Hail on the drive; rain on the window |
Enough! Let's consider China Miéville's Kafkaesque new novella, "This Census-Taker".
Here's the blurb:
"In a remote house on a hilltop, a lonely boy witnesses a traumatic event. He tries - and fails - to flee. Left alone with his increasingly deranged parent, he dreams of safety, of joining the other children in the town below, of escape.A feature of Miéville's novels is an intense focus on setting and atmosphere. The boy lives with his father and mother in a shack on a hill overlooking a hick country town, 'Bridgetown'. The nearest city is remote, 'on the coast', and the source of unspecified political power remoter still.

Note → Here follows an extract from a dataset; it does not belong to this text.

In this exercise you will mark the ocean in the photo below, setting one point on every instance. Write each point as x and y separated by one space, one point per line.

"When at last a stranger knocks at his door, the boy senses that his days of isolation might be over.
"But by what authority does this man keep the meticulous records he carries? What is the purpose behind his questions? Is he friend? Enemy? Or something else altogether?"

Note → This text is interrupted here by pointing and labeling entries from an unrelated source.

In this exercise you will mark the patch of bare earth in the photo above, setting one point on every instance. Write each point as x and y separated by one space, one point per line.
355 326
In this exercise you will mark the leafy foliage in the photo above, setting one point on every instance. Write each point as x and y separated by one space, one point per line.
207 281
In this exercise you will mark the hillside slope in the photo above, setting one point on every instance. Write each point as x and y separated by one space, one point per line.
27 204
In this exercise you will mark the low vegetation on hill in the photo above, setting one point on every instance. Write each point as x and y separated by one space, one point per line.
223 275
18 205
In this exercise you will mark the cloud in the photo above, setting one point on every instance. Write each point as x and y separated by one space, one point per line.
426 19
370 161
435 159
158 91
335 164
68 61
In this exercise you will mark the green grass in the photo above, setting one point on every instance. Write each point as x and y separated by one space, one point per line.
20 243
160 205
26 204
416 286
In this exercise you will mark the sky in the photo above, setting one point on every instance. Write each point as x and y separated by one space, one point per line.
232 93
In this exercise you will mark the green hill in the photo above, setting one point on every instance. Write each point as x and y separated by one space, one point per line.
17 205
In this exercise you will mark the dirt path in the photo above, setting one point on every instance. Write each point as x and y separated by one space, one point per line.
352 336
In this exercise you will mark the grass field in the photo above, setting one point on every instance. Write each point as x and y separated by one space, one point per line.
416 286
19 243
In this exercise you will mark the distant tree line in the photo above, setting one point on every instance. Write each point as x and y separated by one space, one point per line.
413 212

The father is a foreigner, a practitioner of some unspecified but esoteric handicraft, who did something terrible in a past war and had to flee; the mother is a local who left Bridgetown for the coast, only to return with her new husband.
Miéville's writing is cool and dislocated; alienation the dominant mode of relationships. Temporal order is subverted and the story-telling lurches from first to second to third person. Through a gathering immersion in the 'traumatic event' and its aftermath, the reader is challenged to figure out what the wider narrative might be. Ostensible resolution comes finally through the Census-Taker but ambiguity persists to the end of the book.

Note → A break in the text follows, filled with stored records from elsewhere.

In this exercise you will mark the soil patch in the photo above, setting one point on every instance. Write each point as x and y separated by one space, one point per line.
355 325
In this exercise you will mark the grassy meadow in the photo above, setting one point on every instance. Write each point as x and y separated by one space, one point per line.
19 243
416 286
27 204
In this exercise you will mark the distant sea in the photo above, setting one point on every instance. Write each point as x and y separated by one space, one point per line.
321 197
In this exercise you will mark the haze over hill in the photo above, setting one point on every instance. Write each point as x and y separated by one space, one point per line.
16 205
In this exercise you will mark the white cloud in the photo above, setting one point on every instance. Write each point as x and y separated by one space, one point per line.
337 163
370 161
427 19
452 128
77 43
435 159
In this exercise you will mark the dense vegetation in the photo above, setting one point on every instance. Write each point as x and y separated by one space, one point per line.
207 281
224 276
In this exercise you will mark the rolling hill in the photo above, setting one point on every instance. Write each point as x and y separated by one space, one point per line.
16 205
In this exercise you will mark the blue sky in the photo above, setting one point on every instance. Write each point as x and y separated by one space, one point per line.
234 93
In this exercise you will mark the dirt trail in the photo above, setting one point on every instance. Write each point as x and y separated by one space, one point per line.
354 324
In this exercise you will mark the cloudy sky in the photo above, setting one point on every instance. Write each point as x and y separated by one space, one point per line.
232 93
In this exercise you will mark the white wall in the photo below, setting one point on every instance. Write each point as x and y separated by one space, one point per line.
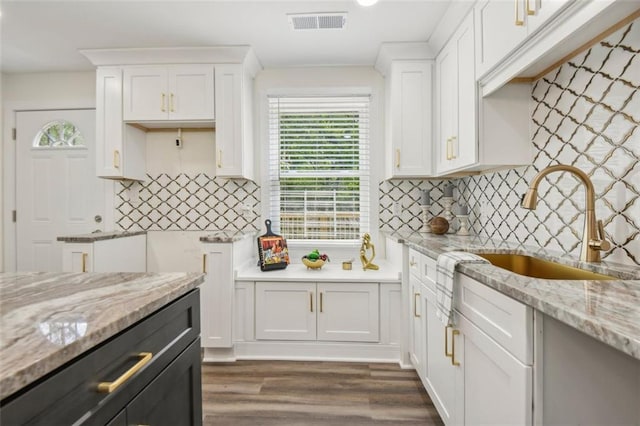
31 91
1 181
325 80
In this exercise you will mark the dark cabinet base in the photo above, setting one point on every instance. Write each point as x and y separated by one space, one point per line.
165 391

This review could continue with spoilers, perhaps give you a personal opinion of what a plain statement of this narrative would convey, but why undermine the point of reading it? You engage with China Miéville to enter strange, subverted realities and in this novella, to re-experience childhood's loneliness and confusion and a child's naive vulnerability to adult manipulation. And as an adult, to comprehend in your own way more than the main character, the boy, can appreciate.